Colleges are in the news every day lately and it is no wonder because the pandemic is changing things daily for all aspects of higher ed.  Now that September is here colleges are open – either virtually or in person.  What we hear about in the media are parties, students being sent home and policies changing.  What I am interested in right now is changes in college admissions due to Covid.

I see three major trends in college admissions due to Covid.  First, is that nearly every college has become “score optional” in regard to standardized tests.  This is out of necessity because so many students were unable to take the test due to cancelled administrations of the SAT and ACT in 2020 because of Covid.  This means that when it comes to academics, candidates are being evaluated primarily on their transcript which includes degree of rigor as well as grades.  Even super competitive and large public universities that have typically relied on standardized test scores are becoming score optional which is a major shift in policy.

Second, colleges are hurting financially due to Covid.  The demands it has put on them to pivot, and adjust to new teaching methods and for changes to physical facilities in order to allow for social distancing on campus has squeezed budgets for colleges across the country.  Since most colleges are dependent on student tuition to fund their operating budgets, a student’s ability to pay has become an increasingly important data point for admission decisions.  In other words, full pay students are getting an advantage in admissions more than ever before.

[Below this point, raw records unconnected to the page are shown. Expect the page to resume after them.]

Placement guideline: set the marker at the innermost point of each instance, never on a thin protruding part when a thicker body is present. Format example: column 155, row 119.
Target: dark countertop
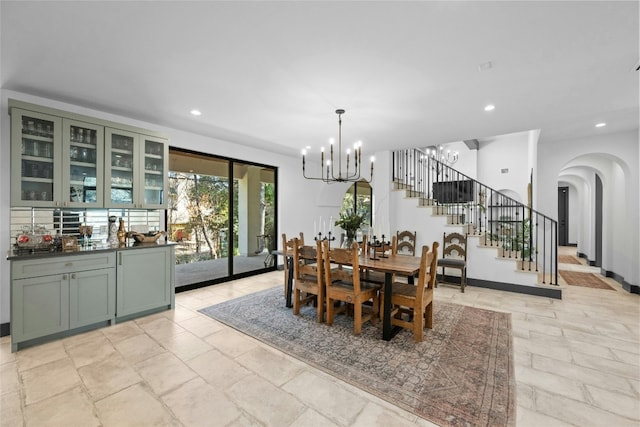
column 21, row 254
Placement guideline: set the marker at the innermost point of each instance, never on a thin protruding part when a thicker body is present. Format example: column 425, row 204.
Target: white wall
column 615, row 158
column 297, row 197
column 506, row 152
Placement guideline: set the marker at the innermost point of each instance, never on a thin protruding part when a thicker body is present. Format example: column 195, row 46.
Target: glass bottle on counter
column 122, row 234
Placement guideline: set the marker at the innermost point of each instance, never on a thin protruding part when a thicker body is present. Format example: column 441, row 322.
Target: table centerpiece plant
column 350, row 222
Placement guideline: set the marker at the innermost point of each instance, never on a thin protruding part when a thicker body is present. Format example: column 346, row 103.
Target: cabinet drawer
column 22, row 269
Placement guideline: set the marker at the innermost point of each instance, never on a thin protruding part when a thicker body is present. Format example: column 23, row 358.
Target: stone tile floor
column 577, row 363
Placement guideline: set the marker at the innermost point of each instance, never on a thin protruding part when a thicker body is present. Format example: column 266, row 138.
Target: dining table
column 405, row 265
column 390, row 265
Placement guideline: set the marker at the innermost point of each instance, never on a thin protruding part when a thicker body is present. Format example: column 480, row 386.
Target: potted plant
column 350, row 222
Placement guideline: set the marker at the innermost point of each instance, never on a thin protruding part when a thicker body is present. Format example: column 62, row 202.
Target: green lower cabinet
column 39, row 307
column 53, row 297
column 92, row 297
column 145, row 280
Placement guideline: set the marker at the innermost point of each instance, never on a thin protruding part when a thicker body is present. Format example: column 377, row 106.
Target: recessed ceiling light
column 485, row 66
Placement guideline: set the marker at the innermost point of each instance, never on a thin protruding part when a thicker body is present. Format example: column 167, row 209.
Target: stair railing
column 517, row 230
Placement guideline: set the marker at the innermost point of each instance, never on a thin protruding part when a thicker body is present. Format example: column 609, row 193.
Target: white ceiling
column 271, row 74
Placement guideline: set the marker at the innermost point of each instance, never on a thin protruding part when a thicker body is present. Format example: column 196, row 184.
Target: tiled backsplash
column 68, row 220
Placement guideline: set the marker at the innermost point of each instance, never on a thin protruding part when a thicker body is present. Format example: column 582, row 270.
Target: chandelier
column 438, row 152
column 328, row 172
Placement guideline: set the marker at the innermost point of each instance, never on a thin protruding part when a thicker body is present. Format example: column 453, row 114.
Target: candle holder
column 328, row 237
column 380, row 246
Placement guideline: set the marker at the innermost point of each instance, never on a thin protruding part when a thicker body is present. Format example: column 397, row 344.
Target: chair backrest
column 307, row 261
column 406, row 242
column 454, row 245
column 341, row 257
column 428, row 270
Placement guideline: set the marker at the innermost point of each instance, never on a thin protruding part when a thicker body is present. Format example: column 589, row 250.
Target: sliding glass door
column 221, row 215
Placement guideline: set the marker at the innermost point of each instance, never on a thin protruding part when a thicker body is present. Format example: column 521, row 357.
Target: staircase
column 511, row 246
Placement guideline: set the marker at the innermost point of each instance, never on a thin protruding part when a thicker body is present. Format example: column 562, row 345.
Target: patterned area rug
column 567, row 259
column 587, row 280
column 460, row 375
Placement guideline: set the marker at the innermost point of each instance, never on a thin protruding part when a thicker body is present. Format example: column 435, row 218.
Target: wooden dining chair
column 308, row 277
column 344, row 284
column 406, row 242
column 412, row 305
column 454, row 255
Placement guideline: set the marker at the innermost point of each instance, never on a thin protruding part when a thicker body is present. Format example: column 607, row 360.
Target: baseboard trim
column 549, row 292
column 519, row 289
column 632, row 289
column 591, row 263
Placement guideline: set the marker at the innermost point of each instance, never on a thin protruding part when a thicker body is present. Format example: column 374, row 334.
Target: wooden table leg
column 289, row 281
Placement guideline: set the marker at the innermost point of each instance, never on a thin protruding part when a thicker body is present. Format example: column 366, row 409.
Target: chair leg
column 357, row 317
column 376, row 310
column 428, row 316
column 418, row 324
column 329, row 311
column 296, row 301
column 320, row 299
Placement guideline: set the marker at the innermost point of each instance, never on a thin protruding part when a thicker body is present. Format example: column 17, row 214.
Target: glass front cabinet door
column 155, row 179
column 83, row 164
column 36, row 166
column 136, row 170
column 121, row 168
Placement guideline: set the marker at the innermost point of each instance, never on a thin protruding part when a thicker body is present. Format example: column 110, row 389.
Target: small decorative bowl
column 145, row 238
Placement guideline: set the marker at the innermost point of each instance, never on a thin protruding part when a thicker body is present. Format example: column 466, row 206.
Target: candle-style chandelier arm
column 327, row 168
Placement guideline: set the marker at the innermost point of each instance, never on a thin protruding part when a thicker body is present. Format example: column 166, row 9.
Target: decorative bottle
column 122, row 234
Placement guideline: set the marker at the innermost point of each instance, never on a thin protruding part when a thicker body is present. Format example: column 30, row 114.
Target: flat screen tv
column 453, row 191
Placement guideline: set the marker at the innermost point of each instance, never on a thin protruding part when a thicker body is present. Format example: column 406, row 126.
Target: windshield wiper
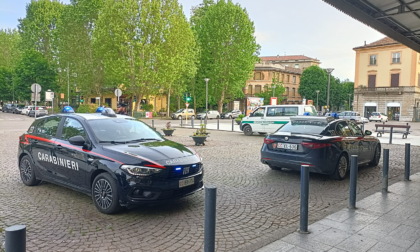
column 144, row 139
column 114, row 142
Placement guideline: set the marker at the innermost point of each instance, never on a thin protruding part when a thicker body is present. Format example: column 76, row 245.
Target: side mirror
column 77, row 140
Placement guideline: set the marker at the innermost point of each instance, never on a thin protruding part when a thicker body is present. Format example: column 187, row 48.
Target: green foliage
column 147, row 107
column 239, row 118
column 33, row 67
column 9, row 51
column 38, row 29
column 6, row 84
column 228, row 51
column 86, row 108
column 146, row 45
column 78, row 61
column 202, row 131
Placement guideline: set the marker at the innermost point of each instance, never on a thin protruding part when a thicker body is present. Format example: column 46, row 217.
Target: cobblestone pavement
column 255, row 205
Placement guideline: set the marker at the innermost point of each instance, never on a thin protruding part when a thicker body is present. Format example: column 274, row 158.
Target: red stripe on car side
column 71, row 146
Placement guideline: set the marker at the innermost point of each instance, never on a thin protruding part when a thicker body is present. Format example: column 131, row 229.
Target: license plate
column 186, row 182
column 287, row 146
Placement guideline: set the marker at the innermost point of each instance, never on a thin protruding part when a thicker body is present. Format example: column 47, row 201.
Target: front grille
column 180, row 171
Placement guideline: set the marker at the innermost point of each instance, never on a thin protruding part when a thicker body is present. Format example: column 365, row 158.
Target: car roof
column 326, row 119
column 92, row 116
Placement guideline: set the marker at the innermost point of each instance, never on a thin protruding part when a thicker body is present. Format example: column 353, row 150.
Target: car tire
column 27, row 172
column 376, row 156
column 341, row 168
column 105, row 194
column 247, row 130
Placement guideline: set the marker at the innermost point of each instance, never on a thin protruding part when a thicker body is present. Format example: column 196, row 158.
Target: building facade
column 387, row 80
column 291, row 61
column 265, row 73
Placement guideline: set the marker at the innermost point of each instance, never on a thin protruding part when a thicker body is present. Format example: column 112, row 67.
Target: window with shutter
column 372, row 81
column 395, row 80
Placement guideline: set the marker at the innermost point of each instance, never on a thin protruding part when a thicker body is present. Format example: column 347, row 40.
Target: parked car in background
column 378, row 117
column 8, row 108
column 26, row 110
column 324, row 143
column 183, row 113
column 39, row 110
column 18, row 109
column 268, row 118
column 231, row 114
column 211, row 114
column 350, row 115
column 363, row 120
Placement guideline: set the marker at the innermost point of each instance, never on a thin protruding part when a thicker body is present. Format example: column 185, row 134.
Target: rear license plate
column 186, row 182
column 287, row 146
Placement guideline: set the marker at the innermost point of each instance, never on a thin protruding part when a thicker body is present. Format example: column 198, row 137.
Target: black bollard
column 304, row 198
column 16, row 238
column 407, row 162
column 210, row 219
column 385, row 170
column 353, row 181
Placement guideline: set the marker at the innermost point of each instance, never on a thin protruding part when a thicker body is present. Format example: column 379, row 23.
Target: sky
column 282, row 27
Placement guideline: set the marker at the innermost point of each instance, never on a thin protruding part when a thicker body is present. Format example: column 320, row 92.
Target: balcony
column 386, row 90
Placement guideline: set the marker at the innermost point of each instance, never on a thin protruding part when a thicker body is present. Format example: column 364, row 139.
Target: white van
column 268, row 118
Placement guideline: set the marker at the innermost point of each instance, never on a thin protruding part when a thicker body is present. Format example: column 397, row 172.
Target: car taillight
column 268, row 141
column 310, row 145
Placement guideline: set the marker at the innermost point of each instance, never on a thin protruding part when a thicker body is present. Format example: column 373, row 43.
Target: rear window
column 304, row 126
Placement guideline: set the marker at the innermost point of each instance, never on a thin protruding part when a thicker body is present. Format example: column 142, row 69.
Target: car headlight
column 138, row 170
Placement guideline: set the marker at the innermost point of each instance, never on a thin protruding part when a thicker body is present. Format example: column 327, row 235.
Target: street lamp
column 317, row 93
column 207, row 94
column 329, row 70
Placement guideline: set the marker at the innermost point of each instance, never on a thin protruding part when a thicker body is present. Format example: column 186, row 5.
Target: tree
column 9, row 51
column 78, row 61
column 9, row 54
column 33, row 67
column 228, row 50
column 6, row 84
column 145, row 45
column 38, row 29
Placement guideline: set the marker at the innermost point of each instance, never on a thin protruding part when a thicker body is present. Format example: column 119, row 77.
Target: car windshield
column 304, row 127
column 119, row 130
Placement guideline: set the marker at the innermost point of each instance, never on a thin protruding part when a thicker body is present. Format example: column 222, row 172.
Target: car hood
column 160, row 152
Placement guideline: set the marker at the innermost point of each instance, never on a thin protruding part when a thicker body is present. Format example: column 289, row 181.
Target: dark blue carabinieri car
column 323, row 143
column 116, row 159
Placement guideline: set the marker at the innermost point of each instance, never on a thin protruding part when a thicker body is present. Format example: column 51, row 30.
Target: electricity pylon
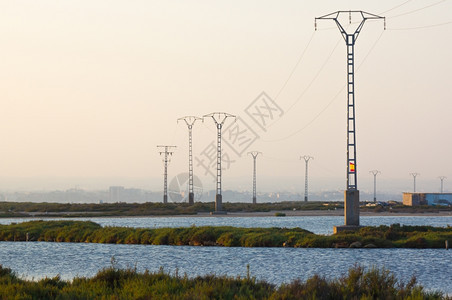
column 166, row 150
column 414, row 174
column 254, row 154
column 190, row 121
column 375, row 173
column 219, row 118
column 442, row 179
column 351, row 195
column 306, row 159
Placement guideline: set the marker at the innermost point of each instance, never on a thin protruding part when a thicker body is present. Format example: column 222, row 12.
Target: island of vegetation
column 114, row 283
column 46, row 209
column 394, row 236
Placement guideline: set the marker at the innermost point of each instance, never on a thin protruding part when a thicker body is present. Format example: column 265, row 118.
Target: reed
column 394, row 236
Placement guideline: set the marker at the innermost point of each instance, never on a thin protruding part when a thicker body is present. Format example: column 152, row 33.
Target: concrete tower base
column 218, row 206
column 351, row 212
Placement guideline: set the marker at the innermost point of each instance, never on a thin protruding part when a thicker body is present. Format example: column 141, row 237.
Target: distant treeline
column 17, row 209
column 90, row 232
column 25, row 209
column 113, row 283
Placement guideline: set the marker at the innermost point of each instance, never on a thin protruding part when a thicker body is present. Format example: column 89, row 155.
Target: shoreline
column 288, row 213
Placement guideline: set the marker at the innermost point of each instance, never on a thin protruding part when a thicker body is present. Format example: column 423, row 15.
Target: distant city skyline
column 89, row 89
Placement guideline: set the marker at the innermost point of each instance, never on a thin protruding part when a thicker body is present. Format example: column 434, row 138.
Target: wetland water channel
column 432, row 267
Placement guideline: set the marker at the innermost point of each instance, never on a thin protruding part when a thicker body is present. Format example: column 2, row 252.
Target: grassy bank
column 112, row 283
column 90, row 232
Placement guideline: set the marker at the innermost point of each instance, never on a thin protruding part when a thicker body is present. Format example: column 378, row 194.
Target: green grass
column 226, row 236
column 113, row 283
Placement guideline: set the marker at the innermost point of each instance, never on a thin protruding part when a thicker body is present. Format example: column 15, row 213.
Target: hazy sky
column 88, row 89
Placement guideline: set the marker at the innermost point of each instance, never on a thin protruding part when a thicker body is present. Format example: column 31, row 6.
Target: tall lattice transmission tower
column 375, row 173
column 190, row 121
column 167, row 153
column 442, row 181
column 414, row 174
column 254, row 154
column 351, row 195
column 306, row 158
column 219, row 118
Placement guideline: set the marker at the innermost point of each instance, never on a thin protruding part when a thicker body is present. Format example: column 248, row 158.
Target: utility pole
column 190, row 121
column 166, row 151
column 254, row 154
column 306, row 159
column 375, row 173
column 442, row 179
column 219, row 118
column 414, row 180
column 351, row 195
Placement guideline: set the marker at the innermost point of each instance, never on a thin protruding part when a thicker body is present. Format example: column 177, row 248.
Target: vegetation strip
column 394, row 236
column 113, row 283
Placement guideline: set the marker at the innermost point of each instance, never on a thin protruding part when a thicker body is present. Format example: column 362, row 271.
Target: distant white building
column 116, row 193
column 413, row 199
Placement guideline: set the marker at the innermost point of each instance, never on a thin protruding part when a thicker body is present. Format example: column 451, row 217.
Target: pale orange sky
column 88, row 89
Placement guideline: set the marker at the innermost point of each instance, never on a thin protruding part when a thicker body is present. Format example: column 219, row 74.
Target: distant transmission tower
column 442, row 179
column 254, row 154
column 219, row 118
column 306, row 159
column 414, row 180
column 166, row 151
column 190, row 121
column 351, row 195
column 375, row 173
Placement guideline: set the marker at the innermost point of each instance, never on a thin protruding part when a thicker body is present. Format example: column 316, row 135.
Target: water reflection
column 316, row 224
column 276, row 265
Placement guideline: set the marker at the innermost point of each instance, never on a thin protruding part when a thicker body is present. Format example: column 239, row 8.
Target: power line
column 295, row 67
column 332, row 100
column 395, row 7
column 442, row 179
column 416, row 10
column 352, row 193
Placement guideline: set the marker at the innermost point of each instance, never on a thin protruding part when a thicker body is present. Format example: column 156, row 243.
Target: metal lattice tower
column 166, row 150
column 442, row 179
column 414, row 180
column 306, row 159
column 375, row 173
column 351, row 195
column 190, row 121
column 219, row 118
column 254, row 154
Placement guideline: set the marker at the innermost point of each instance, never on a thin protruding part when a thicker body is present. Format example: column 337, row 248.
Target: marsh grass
column 226, row 236
column 114, row 283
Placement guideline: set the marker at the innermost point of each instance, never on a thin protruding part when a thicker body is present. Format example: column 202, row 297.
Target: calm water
column 432, row 267
column 319, row 225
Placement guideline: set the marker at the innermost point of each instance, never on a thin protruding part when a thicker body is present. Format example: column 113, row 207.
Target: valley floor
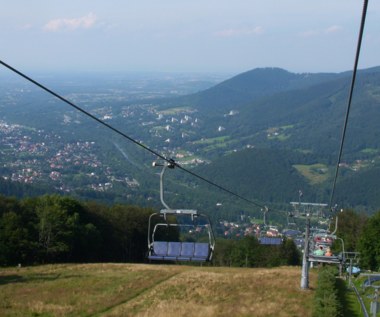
column 152, row 290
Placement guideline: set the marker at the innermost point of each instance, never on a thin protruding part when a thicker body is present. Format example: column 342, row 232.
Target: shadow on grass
column 347, row 309
column 9, row 279
column 13, row 278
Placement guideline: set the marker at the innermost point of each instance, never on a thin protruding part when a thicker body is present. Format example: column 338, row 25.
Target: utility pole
column 305, row 258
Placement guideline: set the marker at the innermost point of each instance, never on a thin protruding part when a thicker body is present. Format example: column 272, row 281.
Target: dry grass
column 152, row 290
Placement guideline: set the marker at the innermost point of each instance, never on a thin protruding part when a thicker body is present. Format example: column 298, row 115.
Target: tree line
column 57, row 229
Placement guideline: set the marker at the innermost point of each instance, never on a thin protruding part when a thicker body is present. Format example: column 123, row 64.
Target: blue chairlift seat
column 179, row 251
column 271, row 240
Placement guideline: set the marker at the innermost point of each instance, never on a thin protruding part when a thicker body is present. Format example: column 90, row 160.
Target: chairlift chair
column 179, row 234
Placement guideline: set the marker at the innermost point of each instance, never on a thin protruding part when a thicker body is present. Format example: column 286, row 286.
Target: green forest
column 59, row 229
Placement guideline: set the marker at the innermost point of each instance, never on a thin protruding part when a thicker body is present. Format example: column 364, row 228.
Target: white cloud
column 309, row 33
column 84, row 22
column 240, row 32
column 333, row 29
column 330, row 30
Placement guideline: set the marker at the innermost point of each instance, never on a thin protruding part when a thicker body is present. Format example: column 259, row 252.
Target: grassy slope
column 152, row 290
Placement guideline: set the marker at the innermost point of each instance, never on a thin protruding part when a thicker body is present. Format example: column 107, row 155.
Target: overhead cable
column 169, row 160
column 361, row 31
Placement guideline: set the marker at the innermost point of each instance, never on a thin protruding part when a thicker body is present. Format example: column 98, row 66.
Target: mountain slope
column 251, row 85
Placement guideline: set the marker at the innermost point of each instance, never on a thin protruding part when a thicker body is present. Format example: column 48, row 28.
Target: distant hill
column 265, row 175
column 252, row 85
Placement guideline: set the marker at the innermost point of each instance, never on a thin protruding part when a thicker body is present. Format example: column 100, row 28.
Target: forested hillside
column 232, row 133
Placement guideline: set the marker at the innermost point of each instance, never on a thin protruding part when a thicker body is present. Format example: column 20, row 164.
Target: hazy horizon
column 180, row 36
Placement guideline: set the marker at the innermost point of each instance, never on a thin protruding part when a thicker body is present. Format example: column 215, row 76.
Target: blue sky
column 187, row 35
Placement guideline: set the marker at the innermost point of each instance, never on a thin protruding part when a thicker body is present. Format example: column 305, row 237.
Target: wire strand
column 361, row 31
column 170, row 161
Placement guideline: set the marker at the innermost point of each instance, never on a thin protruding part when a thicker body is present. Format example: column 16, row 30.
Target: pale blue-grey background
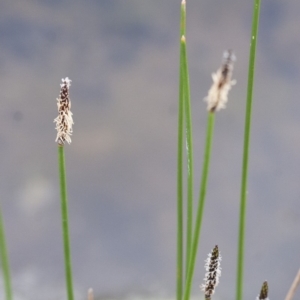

Third, the “full-pay phenomenon” has led to an increased emphasis on Early Decision on the part of the college admissions committees. An ED candidate with a commitment to attend and pay tuition, is becoming an increasingly attractive choice.  While a bonus for the wealthy, I fear that the number of financial aid-seeking students applying at the ED stage will decline because they will not have the opportunity to weigh one financial aid offer against another.

I think the test optional trend has some positive impacts on students.  It allows for the good student who is not a great test taker or does not have access to test prep to pursue competitive colleges.  The full pay trend and the increased emphasize on ED are nothing but troubling in my opinion.  College may indeed revert to being places for the privileged in our society.  That is truly concerning.